Cette économie du futur antérieur est intéressante, parce que si Macron dit qu'il faut créer de l'activité, elle, elle repose justement sur l'activité estimée et précisément non effective. C'est l'absence d'activité qui crée les bénéfices, du moment que l'abonnement est payé.

A part les choses, matérielles ou non, reposant sur des dispositifs techniques ou non, reste le temps humain. On peut bien faire valoir une meilleure compétence, une capacité de travail plus rapide, ça ne fait pas avancer beaucoup le schmilblick pour autant.

L'idée, au fond, d'une société de services, n'est-elle pas celle d'une extrême solidarité des membres de la société, à travers le contrat et l'échange d'argent (voire de services ou biens échangés), donc une solidarité interpersonnelle par le droit et l'économie à l'échelle de la société, la micro-économie dans une extension maximale ?
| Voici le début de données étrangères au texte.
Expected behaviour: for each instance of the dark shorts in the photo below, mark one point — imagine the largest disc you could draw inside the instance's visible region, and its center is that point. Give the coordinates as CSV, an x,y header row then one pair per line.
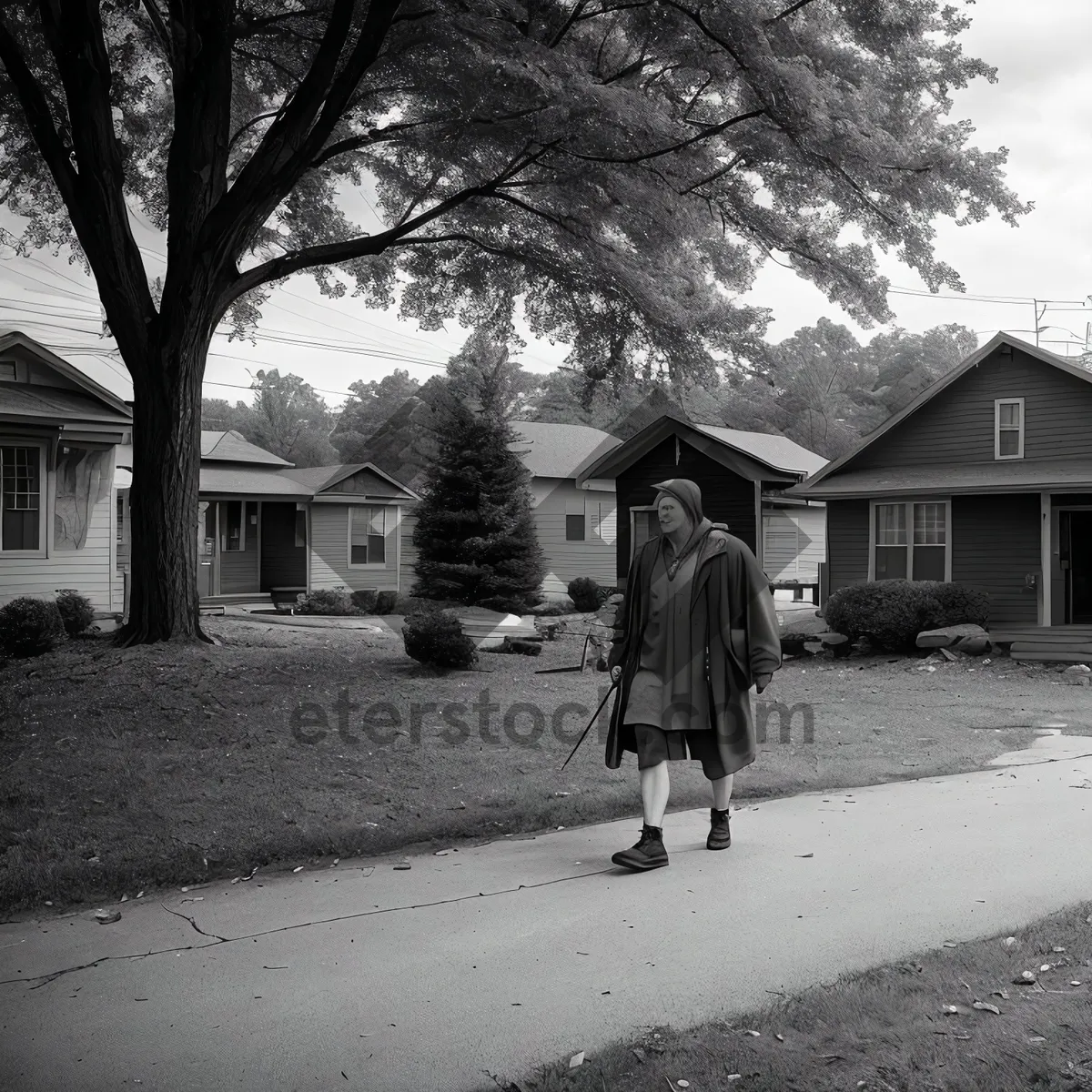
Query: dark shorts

Ceci est cohérent avec le temps de travail, curseur qui peut être alors bougé au seuil maximal puisque la productivité dans sept heures de travail a tout de même ses limites. Chacun travaillant toute la journée, n'a pas le temps de faire quoi que ce soit d'autre ou presque. Il paye quelqu'un pour faire son ménage, pour lui faire à manger, pour réparer ses chaussures, pour lui préparer un circuit shopping top chrono, pour lui faire sa lessive, pour lui préparer des playlists, des sélections cinématographiques, d'articles de presse, et même pour lui faire la lecture. Et tout ça existe déjà, et c'est d'ailleurs couramment utilisé, toujours sur fond d'absence de temps, souvent de compétences (on se spécialise, se compartimente, même les activités domestiques on ne les maîtrise pas), et ce qui est au centre de nos vies, c'est le travail et le plaisir - Thanatos et Eros, parfois mêlés comme dans l'activité militante ou certains articles de blog.

Le "progrès", dans ce contexte, c'est le maximum de circulation et de fluidité, en plus des gains des productivité classiques (garder quatre enfants en même temps plutôt qu'un seul, cuisiner pour trente plutôt que pour deux, etc.). Perdre trois minutes sur le téléchargement de l'application de sélection d'articles à lire, ça devient un problème, de même s'il faut appeler trois fois pour enfin avoir au bout du fil la femme de ménage. L'information, par quelque voie que ce soit, doit passer facilement. Et là Macron parle des illettrés mais il est encore loin du compte, parce que les gens qu'on ne comprend pas, il y en a des tas.

Ce sera certainement l'un des défis du 21e siècle, d'ailleurs, que tout le monde puisse se comprendre, apogée de la mondialisation mais même au sein d'une famille, d'une entreprise, entre voisins il y a beaucoup à faire ; et si l'on imagine que chacun en deviendrait transparent c'est presque terrifiant, mais cela demande plutôt à chacun de maîtriser sa communication, les meilleurs seront les meilleurs filtres, capables de dire ce qu'ils veulent, et de déjà le vouloir, en se faisant clairement comprendre.

La rareté reposera elle sur ce qui prend du temps, sur ce qui empêche de compacter le temps, et ceux qui auront les capacités de détenir leur savoir-faire, dans la mesure où c'est désirable, utile, recherché, seront en position de force.

Quant à l'éducation actuelle, vu qu'elle n'apprend pas grand-chose en terme de communication et de maîtrise de savoir-faire rares, on peut dire qu'elle a du chemin à faire.